Little Clarendon, also known as Coombes Land, is a 15th-century Tudor manor house in Dinton, Wiltshire, England. It has been owned by the National Trust since 1940.

==History==
Little Clarendon was built of Chilmark stone in the late 15th century. Edward Combe probably purchased Little Clarendon from John and Michael Willoughby in 1593. In the 17th century, the manor's owners included Thomas Combe, Nicholas Daniell and Henry Hayter of Clarendon Park, who bought it in 1697. It was altered in the 17th century. In 1822 the house was inherited by William Maslen Barnes, who left it to his great-nephew Henry Palmer Alexander in 1866.
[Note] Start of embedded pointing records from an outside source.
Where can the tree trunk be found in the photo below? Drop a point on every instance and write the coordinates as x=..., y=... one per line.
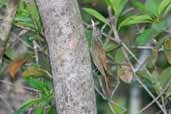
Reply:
x=70, y=60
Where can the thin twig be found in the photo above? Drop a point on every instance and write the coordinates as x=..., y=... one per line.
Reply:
x=6, y=25
x=154, y=100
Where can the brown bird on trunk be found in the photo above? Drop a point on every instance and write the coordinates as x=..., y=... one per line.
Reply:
x=99, y=57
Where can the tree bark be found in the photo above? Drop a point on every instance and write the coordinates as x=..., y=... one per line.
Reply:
x=69, y=56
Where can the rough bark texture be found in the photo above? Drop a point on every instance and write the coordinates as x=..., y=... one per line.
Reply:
x=69, y=56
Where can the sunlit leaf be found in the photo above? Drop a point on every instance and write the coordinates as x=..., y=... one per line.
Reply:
x=167, y=48
x=160, y=26
x=164, y=77
x=39, y=110
x=36, y=72
x=152, y=7
x=37, y=84
x=125, y=73
x=96, y=14
x=119, y=56
x=145, y=37
x=164, y=5
x=33, y=11
x=139, y=5
x=135, y=19
x=26, y=105
x=109, y=46
x=117, y=6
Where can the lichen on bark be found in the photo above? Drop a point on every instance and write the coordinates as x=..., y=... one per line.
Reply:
x=69, y=56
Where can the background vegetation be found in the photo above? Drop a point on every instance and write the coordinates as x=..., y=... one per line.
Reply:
x=135, y=37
The daffodil grower Reverend George Engleheart and his wife, Mary Engelheart, bought the house in 1901 and restored it. While living there, George developed a new type of daffodil bulb and Mary converted the bakehouse into a Roman Catholic chapel.

===Endowment===
Little Clarendon and its contents, neighbouring Lawes Cottage (previously home to the composer William Lawes), three further cottages, 27 acres of land and an endowment fund were bequeathed to the National Trust by Mary Engleheart and her daughter in 1940. They remained as tenants afterwards. The chapel continued to be used, and a condition of the gift was that Little Clarendon would be let only to Roman Catholics.

The house was given a Grade II* listing in 1960. In the early 2000s, after research by the National Trust, George Engleheart's daffodil breeds were grown in the gardens again.